Re: Class objects work like built-in types, but is it worth it?

From:
acehreli@gmail.com
Newsgroups:
comp.lang.c++
Date:
Thu, 23 Oct 2008 10:49:33 -0700 (PDT)
Message-ID:
<dd1617ed-f721-4f08-8a5e-93fba5edd41b@f37g2000pri.googlegroups.com>
Fat fingers! :) The post went out incomplete.

On Oct 23, 10:44 am, acehr...@gmail.com wrote:

On Oct 23, 10:38 am, tonytech08 <tonytec...@gmail.com> wrote:

The question is about the value of class objects
behaving like built-in types: How valuable/beneficial/desireable is
that? Or more specifically, was it worth introducing all that
ancillary machinery (exceptions) to get that feature?
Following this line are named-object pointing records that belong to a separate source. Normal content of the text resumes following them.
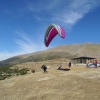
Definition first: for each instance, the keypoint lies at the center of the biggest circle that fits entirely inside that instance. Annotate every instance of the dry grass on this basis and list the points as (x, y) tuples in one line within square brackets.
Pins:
[(79, 83)]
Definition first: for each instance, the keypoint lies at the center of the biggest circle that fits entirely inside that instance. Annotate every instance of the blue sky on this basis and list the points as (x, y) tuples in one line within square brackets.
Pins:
[(23, 24)]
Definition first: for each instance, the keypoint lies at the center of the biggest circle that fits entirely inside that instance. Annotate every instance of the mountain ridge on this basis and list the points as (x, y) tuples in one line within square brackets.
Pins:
[(62, 51)]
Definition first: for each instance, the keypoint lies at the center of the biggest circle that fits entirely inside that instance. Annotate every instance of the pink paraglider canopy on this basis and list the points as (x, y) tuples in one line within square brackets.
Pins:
[(51, 32)]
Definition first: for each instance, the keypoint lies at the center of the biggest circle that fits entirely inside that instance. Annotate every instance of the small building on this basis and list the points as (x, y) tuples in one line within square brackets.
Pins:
[(82, 60)]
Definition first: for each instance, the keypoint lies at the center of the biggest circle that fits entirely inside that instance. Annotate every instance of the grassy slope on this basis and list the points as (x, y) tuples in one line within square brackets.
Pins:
[(77, 84)]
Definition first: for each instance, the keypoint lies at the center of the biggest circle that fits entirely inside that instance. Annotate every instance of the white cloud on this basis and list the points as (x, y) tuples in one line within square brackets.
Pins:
[(24, 45), (65, 11)]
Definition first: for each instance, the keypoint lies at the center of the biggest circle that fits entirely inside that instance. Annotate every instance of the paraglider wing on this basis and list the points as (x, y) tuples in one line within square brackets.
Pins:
[(51, 32)]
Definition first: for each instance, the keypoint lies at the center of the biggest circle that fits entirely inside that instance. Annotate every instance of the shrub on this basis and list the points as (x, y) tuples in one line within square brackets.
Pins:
[(33, 71)]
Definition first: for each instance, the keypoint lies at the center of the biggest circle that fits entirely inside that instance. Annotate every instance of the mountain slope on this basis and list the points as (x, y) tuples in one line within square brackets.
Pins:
[(63, 51)]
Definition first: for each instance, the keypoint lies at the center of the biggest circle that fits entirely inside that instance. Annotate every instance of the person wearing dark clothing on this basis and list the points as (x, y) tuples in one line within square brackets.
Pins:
[(69, 64), (44, 69)]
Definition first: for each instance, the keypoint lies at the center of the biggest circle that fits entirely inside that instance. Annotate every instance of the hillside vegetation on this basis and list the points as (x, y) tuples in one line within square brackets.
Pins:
[(63, 51)]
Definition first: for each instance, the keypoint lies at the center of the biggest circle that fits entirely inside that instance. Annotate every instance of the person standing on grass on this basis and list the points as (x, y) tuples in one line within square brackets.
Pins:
[(95, 62), (69, 64), (44, 68)]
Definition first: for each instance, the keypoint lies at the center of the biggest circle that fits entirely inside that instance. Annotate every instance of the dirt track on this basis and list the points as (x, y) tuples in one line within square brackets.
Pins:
[(79, 83)]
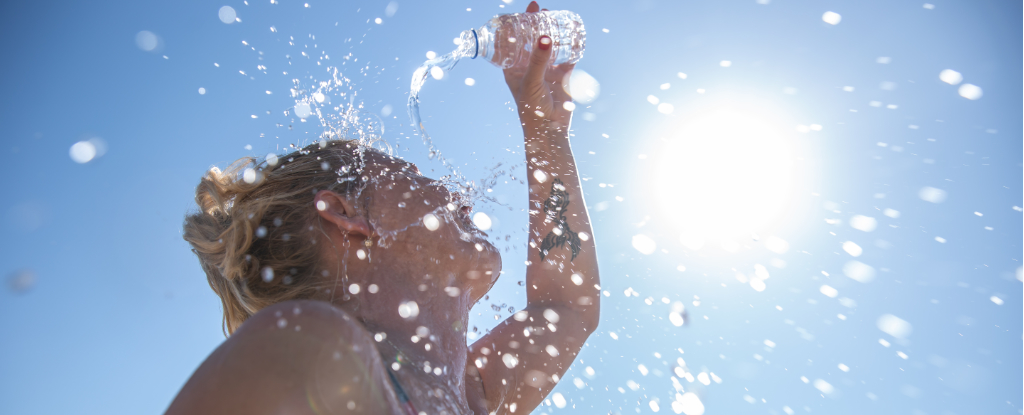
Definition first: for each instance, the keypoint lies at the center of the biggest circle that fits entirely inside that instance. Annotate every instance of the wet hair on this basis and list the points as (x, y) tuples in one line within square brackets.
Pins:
[(256, 231)]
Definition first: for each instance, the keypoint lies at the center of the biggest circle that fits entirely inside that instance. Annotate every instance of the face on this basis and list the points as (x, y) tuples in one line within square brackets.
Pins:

I am not convinced that exceptions were introduced so that we could
say

  MyType m;

I read the Design and Evolution of C++ a long time ago but don't
remember registering anything like that. Perhaps all objects could be
pointers and NULL could be returned?

  MyType * m = new MyType();


[I was going to add...]

Then we would have to check every object creation:

if (!m) // cannot continue

We wouldn't be able to chain function calls:

  calculate(make_first(), make_second());

It should be done noisily:

  FirstType * f = make_first();
  if (!f) goto bail;

  SecondType * s = make_second();
  if (!s) goto bail;

  calculate(f, s);

That would be C-like in a bad way. :)

Can you think of a better way without exceptions from constructors?